The bank's directors would pick which projects to finance based on an analysis of costs, benefits and revenue streams, such as from tolls or fees, for repaying the loan. Once the terms of the loan, including interest rates and fees to cover risk, are set, the Treasury Department would disburse the loan.

Urban projects would have to be at least $100 million in size, rural ones $25 million. The infrastructure bank's loan could cover no more than 50 percent of a project's costs.

"There is going to be a revenue stream for payback and therefore the project is going to stand on its own because it will be a good enough project to attract private-sector funding," said Sen. Kay Bailey Hutchison of Texas, one of several Republican co-sponsors of the Kerry plan.

Supporters estimate the bank could set up as much as $160 billion in government loans over a decade and anchor as much as $650 billion in projects.

In the House, Rep. Rosa DeLauro, D-Conn., has a similar bill that relies on $25 billion in start-up money and makes use of bonds as well as loans to stimulate construction projects. Both Kerry and DeLauro would cover transportation, water and energy projects.

DeLauro would also include communications projects.

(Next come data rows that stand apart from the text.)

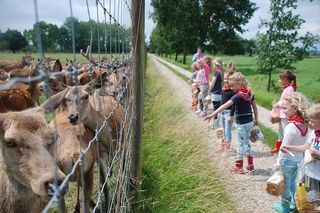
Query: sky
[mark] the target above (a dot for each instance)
(20, 14)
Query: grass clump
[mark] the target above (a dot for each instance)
(176, 172)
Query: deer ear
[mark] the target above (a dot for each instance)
(54, 101)
(96, 82)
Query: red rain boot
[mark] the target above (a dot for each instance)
(238, 168)
(276, 147)
(250, 166)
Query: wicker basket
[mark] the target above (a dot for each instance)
(275, 184)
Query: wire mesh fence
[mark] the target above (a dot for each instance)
(91, 111)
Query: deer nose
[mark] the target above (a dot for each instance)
(52, 186)
(73, 118)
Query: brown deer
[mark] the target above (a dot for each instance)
(90, 114)
(72, 139)
(27, 169)
(10, 65)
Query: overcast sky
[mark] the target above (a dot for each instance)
(20, 14)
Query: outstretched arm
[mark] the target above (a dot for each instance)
(220, 109)
(255, 112)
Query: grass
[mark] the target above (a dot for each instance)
(175, 174)
(307, 72)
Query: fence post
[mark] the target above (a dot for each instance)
(138, 55)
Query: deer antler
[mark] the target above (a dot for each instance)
(88, 55)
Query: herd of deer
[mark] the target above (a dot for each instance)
(36, 156)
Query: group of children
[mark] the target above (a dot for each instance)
(230, 94)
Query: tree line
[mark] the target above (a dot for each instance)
(112, 37)
(183, 25)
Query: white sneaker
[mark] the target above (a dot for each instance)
(198, 111)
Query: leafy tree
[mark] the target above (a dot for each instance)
(220, 20)
(179, 23)
(13, 40)
(281, 46)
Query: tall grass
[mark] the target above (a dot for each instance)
(307, 71)
(176, 173)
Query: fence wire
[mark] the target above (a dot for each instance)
(119, 164)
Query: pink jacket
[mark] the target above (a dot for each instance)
(286, 92)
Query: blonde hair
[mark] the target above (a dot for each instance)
(194, 65)
(314, 111)
(208, 60)
(300, 102)
(218, 61)
(239, 78)
(231, 66)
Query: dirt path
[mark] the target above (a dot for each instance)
(247, 191)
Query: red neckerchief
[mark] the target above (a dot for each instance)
(299, 123)
(290, 84)
(245, 94)
(316, 137)
(226, 87)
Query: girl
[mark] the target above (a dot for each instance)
(203, 79)
(295, 133)
(312, 168)
(227, 94)
(215, 89)
(231, 66)
(243, 102)
(195, 87)
(288, 81)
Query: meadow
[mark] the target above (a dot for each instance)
(307, 72)
(175, 174)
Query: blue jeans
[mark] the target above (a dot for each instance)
(290, 171)
(227, 127)
(243, 145)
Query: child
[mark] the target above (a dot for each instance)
(202, 80)
(243, 102)
(227, 94)
(311, 169)
(195, 87)
(288, 81)
(295, 134)
(231, 66)
(215, 89)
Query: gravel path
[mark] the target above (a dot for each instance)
(247, 191)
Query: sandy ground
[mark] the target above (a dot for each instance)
(248, 190)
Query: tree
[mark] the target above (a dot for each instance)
(179, 24)
(221, 20)
(281, 46)
(13, 40)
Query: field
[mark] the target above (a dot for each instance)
(307, 71)
(175, 174)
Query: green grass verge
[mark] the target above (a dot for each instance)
(176, 173)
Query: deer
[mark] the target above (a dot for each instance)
(73, 139)
(28, 172)
(90, 114)
(10, 65)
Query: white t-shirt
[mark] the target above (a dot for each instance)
(292, 136)
(312, 169)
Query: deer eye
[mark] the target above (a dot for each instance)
(11, 143)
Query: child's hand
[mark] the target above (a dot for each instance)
(314, 154)
(208, 118)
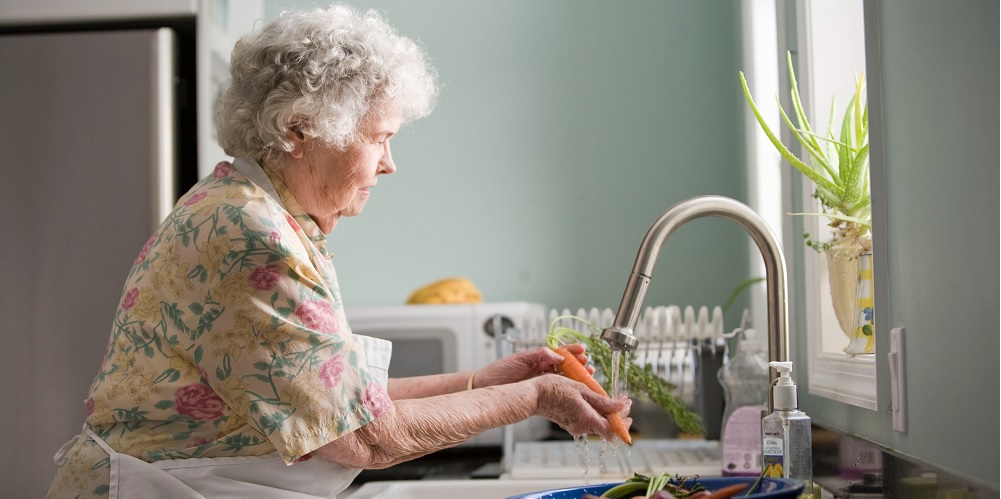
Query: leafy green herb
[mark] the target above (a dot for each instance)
(639, 379)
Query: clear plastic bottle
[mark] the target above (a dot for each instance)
(745, 384)
(787, 438)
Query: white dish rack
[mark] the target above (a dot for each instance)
(672, 339)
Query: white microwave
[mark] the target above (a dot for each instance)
(435, 339)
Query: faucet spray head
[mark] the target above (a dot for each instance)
(620, 339)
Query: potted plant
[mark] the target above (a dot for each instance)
(839, 168)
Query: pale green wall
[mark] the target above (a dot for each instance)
(934, 136)
(564, 129)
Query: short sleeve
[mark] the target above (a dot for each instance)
(271, 337)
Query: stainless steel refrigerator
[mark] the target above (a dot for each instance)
(93, 139)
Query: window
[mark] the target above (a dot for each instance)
(827, 42)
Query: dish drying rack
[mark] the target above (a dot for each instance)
(677, 343)
(671, 339)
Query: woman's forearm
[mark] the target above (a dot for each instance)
(427, 386)
(414, 427)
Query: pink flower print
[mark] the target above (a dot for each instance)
(145, 249)
(318, 316)
(128, 301)
(195, 198)
(198, 401)
(375, 399)
(264, 278)
(330, 371)
(222, 169)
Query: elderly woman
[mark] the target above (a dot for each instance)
(231, 370)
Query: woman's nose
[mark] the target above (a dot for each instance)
(386, 165)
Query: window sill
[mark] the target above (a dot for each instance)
(851, 380)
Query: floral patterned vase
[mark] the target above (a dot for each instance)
(864, 330)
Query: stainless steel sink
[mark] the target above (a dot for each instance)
(457, 489)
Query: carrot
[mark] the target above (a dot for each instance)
(575, 370)
(728, 492)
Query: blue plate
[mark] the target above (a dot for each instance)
(770, 488)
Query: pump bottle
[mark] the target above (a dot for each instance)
(787, 441)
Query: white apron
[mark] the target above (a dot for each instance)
(253, 477)
(263, 477)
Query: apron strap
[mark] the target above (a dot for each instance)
(100, 441)
(256, 174)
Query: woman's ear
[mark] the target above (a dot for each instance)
(297, 139)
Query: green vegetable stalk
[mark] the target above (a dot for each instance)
(639, 379)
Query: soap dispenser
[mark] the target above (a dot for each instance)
(787, 441)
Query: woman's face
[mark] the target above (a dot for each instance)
(330, 183)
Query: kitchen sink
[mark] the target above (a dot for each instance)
(457, 489)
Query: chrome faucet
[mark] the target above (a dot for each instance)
(620, 334)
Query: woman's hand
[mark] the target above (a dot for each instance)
(526, 365)
(577, 409)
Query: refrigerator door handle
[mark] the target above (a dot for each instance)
(163, 129)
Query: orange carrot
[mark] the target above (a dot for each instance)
(728, 492)
(575, 370)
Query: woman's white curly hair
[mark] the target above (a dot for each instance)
(321, 73)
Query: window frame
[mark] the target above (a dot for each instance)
(812, 31)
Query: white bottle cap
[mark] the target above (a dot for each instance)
(784, 391)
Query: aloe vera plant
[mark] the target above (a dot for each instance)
(839, 166)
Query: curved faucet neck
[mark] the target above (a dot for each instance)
(643, 270)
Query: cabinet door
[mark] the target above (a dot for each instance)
(86, 155)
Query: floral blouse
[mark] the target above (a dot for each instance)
(229, 340)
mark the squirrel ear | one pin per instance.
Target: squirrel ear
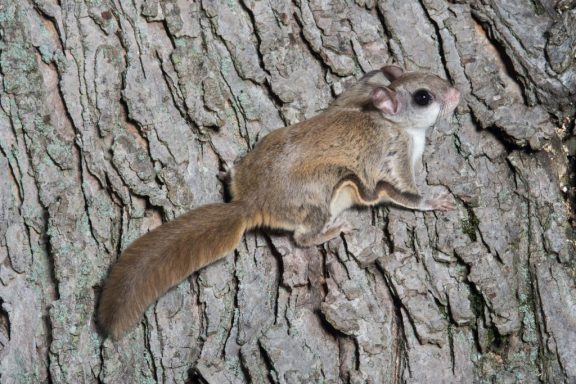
(385, 100)
(392, 72)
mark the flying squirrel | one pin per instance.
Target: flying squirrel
(361, 151)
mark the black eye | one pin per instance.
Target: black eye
(422, 97)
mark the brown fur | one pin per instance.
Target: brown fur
(299, 179)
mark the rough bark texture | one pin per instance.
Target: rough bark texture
(117, 115)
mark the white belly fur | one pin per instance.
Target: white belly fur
(418, 136)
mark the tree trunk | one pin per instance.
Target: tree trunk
(118, 115)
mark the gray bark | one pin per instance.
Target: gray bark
(117, 115)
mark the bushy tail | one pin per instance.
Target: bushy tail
(165, 256)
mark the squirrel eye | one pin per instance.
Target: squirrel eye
(422, 97)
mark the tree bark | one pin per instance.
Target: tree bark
(117, 115)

She says her bill is modeled after the European Investment Bank, which has been financing infrastructure projects for 50 years and last year invested more than $100 billion.

Obama, in his 2012 budget proposal, envisioned spending $30 billion to start an infrastructure bank within the Transportation Department that would provide grants as well as loans to transportation projects.

That idea drew opposition from the House Transportation Committee chairman, Rep. John Mica, R-Fla. He said in a recent article in the congressional newspaper Roll Call that it would be better to increase help for existing state infrastructure banks "rather than increasing the size of the bloated federal bureaucracy, as some advocate, by creating a national infrastructure bank."

Kerry pointed to a 2009 American Society of Civil Engineers report that said $2.2 trillion needs to be spent over five years to bring the nation's roads, bridges and water systems up to an adequate level. He said Congress needs to both pass a new highway bill and agree on alternatives like the bank.

"If we can leverage $650 billion and get money going in the transportation bill, we can begin to nibble away at the problem," Kerry said.